However, neither Israel nor Judah has truly possessed the land since the time of their respective captivities. Despite some of Judah having returned to the land, ever since the Babylonian captivity, she has only rarely and intermittently held sovereignty over it.
After Judah was taken into captivity, Babylon ruled the Promised Land under Nebuchadnezzar. Babylon later fell to the Medo-Persian Empire, which then became sovereign over Jerusalem and the Promised Land. Because of their vassal status, the Jewish captives that returned from Babylon had to ask permission from Cyrus and Darius, the Persian kings, to rebuild the wall and the Temple. The Jews enjoyed a measure of peace, but their freedom depended on the favor of the ruling Persian emperor.
After Alexander the Great conquered Medo-Persia, the Greeks became the new overseers of the Land of Promise. Jews under the Maccabees gained a measure of independence until Rome took control of the area. Thus, during the time of Christ, Jews lived in the land and even worshipped in the Second Temple, but they did not really possess the land because it was under Roman jurisdiction. Since the collapse of the Roman Empire, notwithstanding some temporary Crusader holdings, the Promised Land has been under the sway of various Arab and Muslim nations—notably the Ottoman Empire—down to modern times.

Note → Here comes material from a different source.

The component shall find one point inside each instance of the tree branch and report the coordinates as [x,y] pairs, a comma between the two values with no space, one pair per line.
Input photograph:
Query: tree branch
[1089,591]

Even now, the state of Israel does not control all of the land. Jerusalem is a divided city, and the Israelis have not dared claim all of the Temple Mount for themselves, because they know that it would result in an all-out war with the Muslims. Even though the Jews regained a considerable amount of land when it declared statehood in 1948, gaining even more during the Six Day War, the ownership is endlessly argued. Judah is not truly sovereign yet. It does not yet "possess" the land in the fullest sense of the word.